The Federal Government’s proposed ISP-level filtering may have “unintended consequences” on Australia’s national security, local software player, Ey3, claims.
In an open letter, the independent software vendor (ISV) predicted encrypted Internet traffic would increase significantly if a filter was put in place. This would result from highly skilled individuals circumventing the system through technologies like an encrypted virtual private network (VPN), it claimed.
According to Ey3 director, Luke Elin, increased VPN will spell higher and more difficult workloads for government intelligence agencies monitoring Internet traffic.
He also pointed to a recent user survey conducted by broadband community site, Whirlpool, which found 92.6 per cent of respondents did not support the Internet filter. The website boasts more than 300,000 users, several of which are involved in the ICT industry.

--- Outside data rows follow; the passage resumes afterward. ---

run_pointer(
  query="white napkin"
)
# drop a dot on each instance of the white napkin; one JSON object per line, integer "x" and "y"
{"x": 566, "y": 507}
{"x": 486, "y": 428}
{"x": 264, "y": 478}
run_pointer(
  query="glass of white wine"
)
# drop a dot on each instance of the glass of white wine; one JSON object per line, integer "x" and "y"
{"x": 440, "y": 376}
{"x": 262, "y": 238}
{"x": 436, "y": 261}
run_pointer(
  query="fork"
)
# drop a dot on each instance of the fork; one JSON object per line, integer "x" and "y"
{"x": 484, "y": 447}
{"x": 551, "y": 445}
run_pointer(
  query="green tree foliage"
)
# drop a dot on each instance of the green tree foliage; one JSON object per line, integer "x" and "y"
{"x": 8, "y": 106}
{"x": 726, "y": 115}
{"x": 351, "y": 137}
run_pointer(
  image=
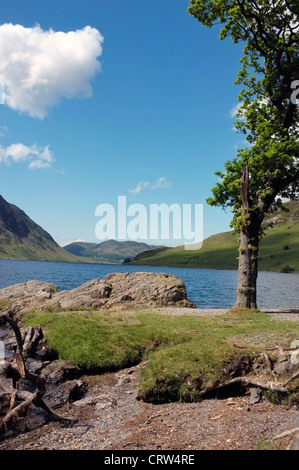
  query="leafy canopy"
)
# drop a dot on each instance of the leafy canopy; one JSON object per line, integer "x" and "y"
{"x": 268, "y": 113}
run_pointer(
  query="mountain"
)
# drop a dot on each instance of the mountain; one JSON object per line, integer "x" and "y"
{"x": 109, "y": 251}
{"x": 279, "y": 248}
{"x": 21, "y": 238}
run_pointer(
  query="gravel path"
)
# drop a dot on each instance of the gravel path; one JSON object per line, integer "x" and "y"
{"x": 289, "y": 314}
{"x": 110, "y": 418}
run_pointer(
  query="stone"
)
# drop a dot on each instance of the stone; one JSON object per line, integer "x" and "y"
{"x": 255, "y": 395}
{"x": 140, "y": 289}
{"x": 68, "y": 391}
{"x": 295, "y": 443}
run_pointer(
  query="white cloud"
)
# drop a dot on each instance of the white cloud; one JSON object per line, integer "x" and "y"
{"x": 160, "y": 183}
{"x": 37, "y": 157}
{"x": 39, "y": 67}
{"x": 139, "y": 187}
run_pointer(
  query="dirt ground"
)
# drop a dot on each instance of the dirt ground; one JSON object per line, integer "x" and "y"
{"x": 110, "y": 417}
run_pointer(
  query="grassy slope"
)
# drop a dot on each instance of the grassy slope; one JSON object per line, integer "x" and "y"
{"x": 185, "y": 354}
{"x": 221, "y": 251}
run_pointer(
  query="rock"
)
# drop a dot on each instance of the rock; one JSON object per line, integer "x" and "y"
{"x": 295, "y": 443}
{"x": 28, "y": 293}
{"x": 138, "y": 289}
{"x": 255, "y": 395}
{"x": 68, "y": 391}
{"x": 91, "y": 294}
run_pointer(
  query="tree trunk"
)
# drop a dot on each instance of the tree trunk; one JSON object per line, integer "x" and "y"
{"x": 248, "y": 269}
{"x": 248, "y": 249}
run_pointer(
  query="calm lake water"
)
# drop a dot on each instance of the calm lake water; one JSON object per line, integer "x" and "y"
{"x": 207, "y": 288}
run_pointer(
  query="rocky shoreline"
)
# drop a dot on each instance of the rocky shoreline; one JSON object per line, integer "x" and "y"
{"x": 99, "y": 404}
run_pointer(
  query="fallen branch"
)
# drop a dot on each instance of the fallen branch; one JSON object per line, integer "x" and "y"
{"x": 19, "y": 369}
{"x": 285, "y": 433}
{"x": 273, "y": 386}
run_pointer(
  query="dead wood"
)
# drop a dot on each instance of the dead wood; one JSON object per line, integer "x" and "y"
{"x": 19, "y": 369}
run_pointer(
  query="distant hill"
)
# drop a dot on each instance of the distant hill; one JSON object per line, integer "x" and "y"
{"x": 109, "y": 251}
{"x": 21, "y": 238}
{"x": 279, "y": 249}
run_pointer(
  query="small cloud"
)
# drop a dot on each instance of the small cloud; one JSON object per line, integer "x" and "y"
{"x": 161, "y": 183}
{"x": 38, "y": 157}
{"x": 39, "y": 68}
{"x": 139, "y": 187}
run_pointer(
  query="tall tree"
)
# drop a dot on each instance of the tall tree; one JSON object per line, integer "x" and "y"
{"x": 257, "y": 179}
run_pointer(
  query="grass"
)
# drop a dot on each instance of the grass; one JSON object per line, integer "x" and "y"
{"x": 279, "y": 248}
{"x": 183, "y": 354}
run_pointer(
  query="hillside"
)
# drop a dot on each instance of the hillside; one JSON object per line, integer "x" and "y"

“If only these 300,000 plus technically competent people start routinely using encrypted VPN technology, it will make the already difficult job of monitoring Internet traffic and communication [signals intelligence] for the purpose of Australia’s national security significantly more difficult,” Elin said in the letter. “Modern VPNs are very easy to use with minimal cost – from as little as $100 per year.
“VPNs give users a secure, private and very likely completely anonymous Internet connection, making it virtually impossible [or at least very difficult and resource-intensive] for law enforcement and other authorised agencies to monitor criminal and terrorist-related activities that might be occurring.”
Elin expressed support for Canberra Senator, Kate Lundy’s proposal of a filter with the option to opt-out to avoid mass adoption of encrypted VPN technology.
His comments come off the back of the Federal Government’s decision to release submissions received on its Internet filter discussion paper during a public consultation process.